Dann wieder Takt/Tempo/Tonartwechsel nach A-Dur, Adagio, 6/8, also deutlich langsamer, beinahe feierlich in Klar.+Fag, dazu Klavierfigurationen im hohen Register (wie sie im 4. Klavierkonzert. s.o. auch häufig auftreten). Schließlich wieder eine schnelle marschartige Variation, in der das Thema wieder leichter zu erkennen ist. (F-Dur, Variationen in wechselnden Tonarten sind eher selten, aber Beethoven hatte das in op.34 (F-ru über eine eigenes Thema) schonmal auf die Spitze getrieben) Der martialisch-triumphalen Ausbruch verklingt im ppp, als ob sich die Truppe entfernen würde, ein beinahe nachdenklicher Abschnitt des Klavier führt zum c-moll des Anfangs und auch zu dem einleitenden Marschmotiv zurück, wie eine Reprise, um nun den letzten Abschnitt (C-Dur) mit Gesang vorzubereiten, zuerst mit Solostimmen und Klavier, dann die 2. Strophe mit Chor und Orchester und dann folgt wieder die o.g.
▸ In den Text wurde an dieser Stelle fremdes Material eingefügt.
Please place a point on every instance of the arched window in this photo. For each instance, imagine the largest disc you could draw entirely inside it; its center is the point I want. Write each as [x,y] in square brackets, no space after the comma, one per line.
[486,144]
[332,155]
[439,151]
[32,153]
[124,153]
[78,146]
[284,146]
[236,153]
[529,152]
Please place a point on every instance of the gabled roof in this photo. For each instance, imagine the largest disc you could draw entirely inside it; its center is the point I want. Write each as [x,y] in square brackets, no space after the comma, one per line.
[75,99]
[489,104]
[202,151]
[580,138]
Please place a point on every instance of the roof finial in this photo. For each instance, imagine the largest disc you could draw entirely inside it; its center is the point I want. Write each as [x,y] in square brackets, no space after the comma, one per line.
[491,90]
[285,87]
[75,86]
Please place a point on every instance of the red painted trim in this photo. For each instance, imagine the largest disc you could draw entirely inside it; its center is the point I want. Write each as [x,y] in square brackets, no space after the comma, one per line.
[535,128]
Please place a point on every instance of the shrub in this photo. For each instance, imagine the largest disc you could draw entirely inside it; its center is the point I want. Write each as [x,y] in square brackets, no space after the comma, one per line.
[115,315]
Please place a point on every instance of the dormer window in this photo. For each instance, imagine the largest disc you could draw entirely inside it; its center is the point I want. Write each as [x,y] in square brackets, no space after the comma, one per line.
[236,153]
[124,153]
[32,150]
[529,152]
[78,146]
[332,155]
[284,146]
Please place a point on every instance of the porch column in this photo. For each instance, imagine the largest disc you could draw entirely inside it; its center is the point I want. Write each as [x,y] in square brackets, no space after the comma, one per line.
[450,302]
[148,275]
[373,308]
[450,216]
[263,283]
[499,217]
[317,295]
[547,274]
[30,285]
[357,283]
Schlussphrase, wobei nun der Chor dem Klavier antwortet. Codacharakter, Tempobeschleunigung (erinnert mich hier etwas an die Beschleunigung im Rondo der Waldsteinsonate) führt zu der von Ulli erwähnten Stelle mit der harmonischen Besonderheit auf "und Kraft" ähnlich zu "vor Gott" in der 9.) Diese Coda ähnelt entsprechenden Stellen der 9., dem Fidelio-Schlusschor, oder auch dem Schluss der Zauberflöte, 1. Akt.
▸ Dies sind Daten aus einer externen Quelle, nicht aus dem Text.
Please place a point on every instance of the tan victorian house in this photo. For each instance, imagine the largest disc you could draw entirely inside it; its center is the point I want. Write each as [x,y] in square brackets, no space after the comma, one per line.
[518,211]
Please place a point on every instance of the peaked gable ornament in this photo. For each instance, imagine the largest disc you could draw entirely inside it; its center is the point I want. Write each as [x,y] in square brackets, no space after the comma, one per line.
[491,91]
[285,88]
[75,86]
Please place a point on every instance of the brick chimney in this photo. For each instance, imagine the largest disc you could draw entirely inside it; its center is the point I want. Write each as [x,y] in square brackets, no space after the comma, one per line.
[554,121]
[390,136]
Vgl. auch den Text "Wenn sich Lieb und Kraft vermählen, lohnt dem Menschen Göttergunst" mit Zauberflöte, Schlusschor 1. Akt:
"Wenn Tugend und Gerechtigkeit
der Großen Pfad mit Rum bestreut,
dann ist die Erd ein Himmelreich
und Sterbliche den Göttern gleich"
Die 9. Sinfonie war ja noch in weiter Ferne. Aber Parallelen sehe ich zum Eroica-Finale. Auch dort gibt es zuerst einige einfache umspielende Variationen (allerdings mit dem Bassthema), dann immer freiere, stark kontrastierende Abschnitte. Ebenso wie dort ist auch hier außerordentlich, was Beethoven aus einem schlicht-volkstümlichen Thema an Poesie (zB der Adagio A-Dur-Abschnitt) und Kontrasten herausholen kann und mit welcher Kunst die Übergänge gestaltet sind. Beethoven ist einfach ein sehr guter Komponist , auch in scheinbaren Gelegenheitswerken.
Es ist ein kurioses, aber auch ein brillantes und faszinierendes Stück, das ich lange nicht und selten mit der gebührenden Aufmerksamkeit gehört habe.